Él, el sumo pontífice de las privatizaciones, el que vendió Telefónica, Repsol, Endesa, Aceralia, Tabacalera o Argentaria para entregárselas a los compañeros de pupitre de Aznar, o a los amiguetes de la cúpula empresarial, ve como su gran proyecto personal bancario, el que le iba a poner a la altura de Botín o Francisco González, lo arruinó y hasta podría ser nacionalizado.
A esa entidad, Rodrigo Rato llegó a través de Caja Madrid,
donde alcanzó la presidencia tras una ruda lucha intestina en el seno del
Partido Popular de Madrid entre el presidente del partido, Mariano Rajoy, y la
presidente de la Comunidad de Madrid, Esperanza Aguirre. Llegó con ínfulas de
pachá tras su paso por el gobierno y el FMI, con la pretensión de convertirse
en el gran señor de la banca.
Y lo primero que hizo, mimetizando el comportamiento de sus
amigos de Telefónica, Repsol, Endesa y demás en los tiempos de las vacas gordas, fue crecer, pese a que las vacas ahora pastaban muy flacas, y Caja
Madrid partía, con la crisis financiera, de una situación delicada y lo
preferible era consolidar antes su posición.
Él, cuando llegó a Caja Madrid a finales de enero de 2010,
aventuró que con la reestructuración del sector de cajas, el número podría
reducirse de 45 a 20. Y para hacer válido su propio vaticinio, se dedicó a engullir cajas como poseso. En menos
de medio año se atragantó con la valenciana Bancaja, apestada de hipotecas
basura, promociones inmobiliarias y campos de golf en el Mediterráneo, así como
de las cajas de Canarias, Rioja, Ávila, Segovia y Caixa Laietana. Para ello,
recibió ayuda del Fondo de Reestructuración Ordenada Bancaria (FROB) por un
monto de 4,465 millones de euros (mde).
Para integrar a todo ese conglomerado constituyó Banco Financiero
y Ahorro (BFA), la institución matriz con un 52.4% de la entidad, y Bankia, con
nombres ya más de banco que de cajas. BFA era el banco malo, el que reunía los
peores activos, y Bankia era el banco amable, la parte bonita, la marca que
puso en la bolsa.
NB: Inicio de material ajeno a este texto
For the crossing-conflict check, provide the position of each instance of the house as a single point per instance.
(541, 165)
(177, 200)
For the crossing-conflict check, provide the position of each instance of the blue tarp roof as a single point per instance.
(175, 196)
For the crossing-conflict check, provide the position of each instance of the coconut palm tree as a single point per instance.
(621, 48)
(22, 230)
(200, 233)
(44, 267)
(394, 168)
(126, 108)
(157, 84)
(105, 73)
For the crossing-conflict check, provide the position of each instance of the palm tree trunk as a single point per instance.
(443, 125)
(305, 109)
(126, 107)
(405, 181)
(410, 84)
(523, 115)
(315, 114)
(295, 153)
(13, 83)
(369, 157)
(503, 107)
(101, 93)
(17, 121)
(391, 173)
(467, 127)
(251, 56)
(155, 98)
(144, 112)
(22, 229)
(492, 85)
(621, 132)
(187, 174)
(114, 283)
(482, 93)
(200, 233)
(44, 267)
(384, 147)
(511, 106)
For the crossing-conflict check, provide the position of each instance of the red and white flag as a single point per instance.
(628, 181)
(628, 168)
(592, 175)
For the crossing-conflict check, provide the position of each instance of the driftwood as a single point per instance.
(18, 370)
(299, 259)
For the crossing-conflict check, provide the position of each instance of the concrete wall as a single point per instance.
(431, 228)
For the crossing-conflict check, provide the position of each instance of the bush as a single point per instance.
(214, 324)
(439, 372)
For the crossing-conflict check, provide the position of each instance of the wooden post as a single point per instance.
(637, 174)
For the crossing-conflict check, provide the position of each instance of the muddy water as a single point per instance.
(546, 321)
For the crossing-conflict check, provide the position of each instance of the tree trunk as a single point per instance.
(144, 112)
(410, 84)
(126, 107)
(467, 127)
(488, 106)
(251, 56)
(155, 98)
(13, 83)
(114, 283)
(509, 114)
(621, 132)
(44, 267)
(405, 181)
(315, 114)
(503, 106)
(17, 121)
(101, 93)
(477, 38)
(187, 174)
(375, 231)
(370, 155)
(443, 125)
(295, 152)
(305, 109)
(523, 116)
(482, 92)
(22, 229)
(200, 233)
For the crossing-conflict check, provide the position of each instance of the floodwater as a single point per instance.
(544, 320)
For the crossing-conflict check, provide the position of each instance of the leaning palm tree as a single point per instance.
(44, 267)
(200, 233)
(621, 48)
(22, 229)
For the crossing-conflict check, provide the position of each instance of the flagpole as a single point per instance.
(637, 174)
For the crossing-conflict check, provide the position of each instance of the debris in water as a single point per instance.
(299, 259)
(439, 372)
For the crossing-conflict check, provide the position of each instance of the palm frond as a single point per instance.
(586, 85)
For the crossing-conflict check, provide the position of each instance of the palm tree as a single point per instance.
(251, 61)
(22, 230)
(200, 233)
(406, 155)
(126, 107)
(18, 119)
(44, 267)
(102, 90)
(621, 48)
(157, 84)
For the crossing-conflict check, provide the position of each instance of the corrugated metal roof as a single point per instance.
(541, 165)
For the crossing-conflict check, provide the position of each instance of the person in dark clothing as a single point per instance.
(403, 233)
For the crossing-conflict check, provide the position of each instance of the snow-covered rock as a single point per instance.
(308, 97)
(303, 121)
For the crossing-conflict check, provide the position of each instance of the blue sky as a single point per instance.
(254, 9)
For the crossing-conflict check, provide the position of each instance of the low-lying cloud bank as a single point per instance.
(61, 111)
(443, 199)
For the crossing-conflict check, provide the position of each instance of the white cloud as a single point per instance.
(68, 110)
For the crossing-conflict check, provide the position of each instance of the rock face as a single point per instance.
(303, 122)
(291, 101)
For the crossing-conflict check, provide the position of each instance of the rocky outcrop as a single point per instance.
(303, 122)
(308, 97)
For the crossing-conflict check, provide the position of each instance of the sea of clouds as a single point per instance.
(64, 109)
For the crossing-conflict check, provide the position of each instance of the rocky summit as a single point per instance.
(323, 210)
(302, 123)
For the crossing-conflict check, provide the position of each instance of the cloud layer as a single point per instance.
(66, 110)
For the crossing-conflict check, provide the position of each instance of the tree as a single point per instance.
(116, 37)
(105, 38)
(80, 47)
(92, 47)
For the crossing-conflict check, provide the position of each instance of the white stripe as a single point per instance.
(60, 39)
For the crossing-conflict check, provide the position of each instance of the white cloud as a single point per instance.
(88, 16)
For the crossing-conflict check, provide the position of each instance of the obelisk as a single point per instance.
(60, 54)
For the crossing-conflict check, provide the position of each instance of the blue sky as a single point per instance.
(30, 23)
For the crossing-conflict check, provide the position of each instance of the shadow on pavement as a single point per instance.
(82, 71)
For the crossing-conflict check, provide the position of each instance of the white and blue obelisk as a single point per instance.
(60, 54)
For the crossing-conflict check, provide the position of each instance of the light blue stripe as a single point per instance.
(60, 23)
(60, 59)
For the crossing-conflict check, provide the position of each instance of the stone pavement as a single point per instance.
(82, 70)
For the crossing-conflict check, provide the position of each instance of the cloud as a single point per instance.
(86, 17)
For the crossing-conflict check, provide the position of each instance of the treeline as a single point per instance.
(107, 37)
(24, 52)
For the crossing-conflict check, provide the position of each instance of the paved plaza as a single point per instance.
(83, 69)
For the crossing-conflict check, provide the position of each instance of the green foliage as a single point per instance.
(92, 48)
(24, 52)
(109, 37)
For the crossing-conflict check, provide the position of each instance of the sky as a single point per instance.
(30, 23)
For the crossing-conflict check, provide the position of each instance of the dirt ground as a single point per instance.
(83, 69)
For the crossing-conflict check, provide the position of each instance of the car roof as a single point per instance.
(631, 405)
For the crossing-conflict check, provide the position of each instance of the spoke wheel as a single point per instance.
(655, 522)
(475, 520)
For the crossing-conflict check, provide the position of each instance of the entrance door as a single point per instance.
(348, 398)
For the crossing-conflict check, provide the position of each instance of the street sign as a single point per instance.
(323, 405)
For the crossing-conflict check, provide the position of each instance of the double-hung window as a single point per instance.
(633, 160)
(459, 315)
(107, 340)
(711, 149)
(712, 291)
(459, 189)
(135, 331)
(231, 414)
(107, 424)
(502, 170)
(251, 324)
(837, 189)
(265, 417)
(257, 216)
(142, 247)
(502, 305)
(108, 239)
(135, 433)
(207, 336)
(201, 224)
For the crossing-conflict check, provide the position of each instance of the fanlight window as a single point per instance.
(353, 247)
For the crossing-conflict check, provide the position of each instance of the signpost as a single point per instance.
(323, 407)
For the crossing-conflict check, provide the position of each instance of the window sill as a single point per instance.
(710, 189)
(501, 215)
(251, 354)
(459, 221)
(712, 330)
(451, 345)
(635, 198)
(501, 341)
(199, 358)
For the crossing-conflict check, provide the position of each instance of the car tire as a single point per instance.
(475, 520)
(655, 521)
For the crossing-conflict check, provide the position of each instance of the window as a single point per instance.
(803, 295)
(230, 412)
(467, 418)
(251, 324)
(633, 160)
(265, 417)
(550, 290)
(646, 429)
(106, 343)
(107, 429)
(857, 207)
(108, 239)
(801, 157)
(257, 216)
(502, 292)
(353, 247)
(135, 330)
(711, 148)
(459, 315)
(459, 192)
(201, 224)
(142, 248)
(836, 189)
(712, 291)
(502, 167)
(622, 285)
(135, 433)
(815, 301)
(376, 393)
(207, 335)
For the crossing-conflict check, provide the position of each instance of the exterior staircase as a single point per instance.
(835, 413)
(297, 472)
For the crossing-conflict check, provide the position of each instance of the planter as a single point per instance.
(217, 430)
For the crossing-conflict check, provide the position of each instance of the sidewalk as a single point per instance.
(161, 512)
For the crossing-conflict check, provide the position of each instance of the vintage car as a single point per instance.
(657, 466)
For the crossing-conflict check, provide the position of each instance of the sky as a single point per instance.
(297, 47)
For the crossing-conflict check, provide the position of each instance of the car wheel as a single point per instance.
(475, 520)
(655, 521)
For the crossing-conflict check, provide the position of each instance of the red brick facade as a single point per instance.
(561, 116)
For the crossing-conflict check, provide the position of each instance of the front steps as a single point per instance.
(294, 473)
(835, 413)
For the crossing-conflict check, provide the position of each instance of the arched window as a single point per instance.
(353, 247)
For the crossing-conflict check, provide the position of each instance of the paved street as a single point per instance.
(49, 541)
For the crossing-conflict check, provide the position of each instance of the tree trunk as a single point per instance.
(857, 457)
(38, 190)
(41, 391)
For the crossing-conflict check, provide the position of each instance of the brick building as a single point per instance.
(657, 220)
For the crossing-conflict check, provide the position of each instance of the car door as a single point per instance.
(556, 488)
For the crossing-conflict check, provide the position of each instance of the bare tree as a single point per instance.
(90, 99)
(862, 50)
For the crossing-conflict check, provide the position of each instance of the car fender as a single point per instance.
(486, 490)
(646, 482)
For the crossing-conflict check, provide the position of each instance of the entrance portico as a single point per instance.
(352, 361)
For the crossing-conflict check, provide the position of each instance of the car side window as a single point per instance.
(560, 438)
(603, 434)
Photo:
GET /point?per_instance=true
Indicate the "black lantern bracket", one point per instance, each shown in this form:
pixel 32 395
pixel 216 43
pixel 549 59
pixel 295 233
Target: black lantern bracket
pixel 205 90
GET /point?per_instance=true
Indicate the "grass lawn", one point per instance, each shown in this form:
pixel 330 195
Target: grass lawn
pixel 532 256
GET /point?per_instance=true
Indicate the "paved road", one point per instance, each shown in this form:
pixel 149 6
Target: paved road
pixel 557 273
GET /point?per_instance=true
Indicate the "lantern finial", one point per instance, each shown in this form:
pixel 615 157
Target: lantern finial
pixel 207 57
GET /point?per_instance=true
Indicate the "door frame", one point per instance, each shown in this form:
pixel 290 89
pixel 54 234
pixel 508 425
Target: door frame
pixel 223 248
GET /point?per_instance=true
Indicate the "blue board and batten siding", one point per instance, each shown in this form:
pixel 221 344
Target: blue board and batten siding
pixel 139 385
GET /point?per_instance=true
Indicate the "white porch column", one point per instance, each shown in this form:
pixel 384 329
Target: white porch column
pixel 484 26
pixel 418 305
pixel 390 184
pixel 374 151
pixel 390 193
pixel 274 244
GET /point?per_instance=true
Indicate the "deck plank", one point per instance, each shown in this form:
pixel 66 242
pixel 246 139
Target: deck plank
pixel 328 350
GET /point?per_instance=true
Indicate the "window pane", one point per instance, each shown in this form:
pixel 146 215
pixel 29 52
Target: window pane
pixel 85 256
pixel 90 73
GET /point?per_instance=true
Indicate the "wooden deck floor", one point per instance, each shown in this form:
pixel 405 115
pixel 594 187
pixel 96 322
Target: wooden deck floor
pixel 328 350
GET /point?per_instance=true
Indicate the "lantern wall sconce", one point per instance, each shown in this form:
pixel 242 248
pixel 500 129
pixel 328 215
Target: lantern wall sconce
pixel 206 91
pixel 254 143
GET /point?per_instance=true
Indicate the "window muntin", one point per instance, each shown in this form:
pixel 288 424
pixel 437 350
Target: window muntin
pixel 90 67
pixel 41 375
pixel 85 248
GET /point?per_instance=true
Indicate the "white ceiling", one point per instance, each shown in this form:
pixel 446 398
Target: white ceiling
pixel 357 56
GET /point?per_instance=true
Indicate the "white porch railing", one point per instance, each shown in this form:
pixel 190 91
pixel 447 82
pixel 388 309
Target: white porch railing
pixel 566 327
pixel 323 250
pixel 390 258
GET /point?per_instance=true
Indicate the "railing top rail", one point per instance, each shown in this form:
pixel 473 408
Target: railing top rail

Tras varios tropiezos durante el verano del año pasado para
salir al parqué debido a las turbulencias en los mercados financieros
internacionales, al fin logró ver la luz en el Ibex-35 de Madrid el 20 de
julio, a un precio de 3.75 euros, un 15% menos de lo previsto.
La acción llegó a trepar hasta 3.9 euros en agosto, a los
pocos días de empezar sus negociaciones. Pero la tendencia de los mercados
globales tampoco ayudó, atormentados por las señales de desaceleración en EU y
los planes para rescatar, por una segunda vez, a Grecia.
Cuando empezó el rally de los mercados globales a finales
del año pasado, Bankia no pudo treparse a él, dado que empezaron a desvelarse
sus problemas: una institución demasiado grande, con una cartera problemática, cargada de activos
inmobiliarios y a promotores de calidad dudosa o substandard, y una elevada
morosidad.
Así, BFA acumula en su panza un total de 31,800 millones de
euros (mde) en ladrillo tóxico, lo que representa un 17% del total del sistema
financiero. Por tanto, Rodrigo Rato no sólo quería convertirse en el gran
banquero del país, sino también en el gran tiburón de la promoción inmobiliaria
de la nación, si las cosas le salían bien.
Lo malo es que la situación de la entidad era insostenible:
el gobierno se lo hizo ver, e incluso pujó para que se fusionara con alguna
otra entidad. Pero Rato se jactaba de que él podía vivir sólo en su torre de
marfil, con su liderazgo intocable y ufano aseguraba que no precisaría de
ayudas del Estado para sanear su hoja de balance.
Como se negaba a la ayuda del gobierno, se lo hicieron ver
sus propios amigos del Fondo Monetario Internacional (FMI), y finalmente,
Rajoy, en una llamada telefónica el pasado domingo, lo convenció de que, quiera
o no, se iba a nacionalizar a BFA-Bankia y que lo mejor era que dejara el cargo
tras su brillante gestión, tan sobria y responsable.
Así que uno de los mentores de Carstens, como al mismo
gobernador de Banco de México le gusta reconocer, se vio como mal gestor. Le
fue bien como ministro de Economía y Hacienda en España durante el gran auge de
la economía ibérica, donde todo era vender caro al final de la burbuja
tecnológica (y así privatizó las empresas españolas) y recortar gasto en un
contexto de muchos ingresos tributarios para eliminar el déficit.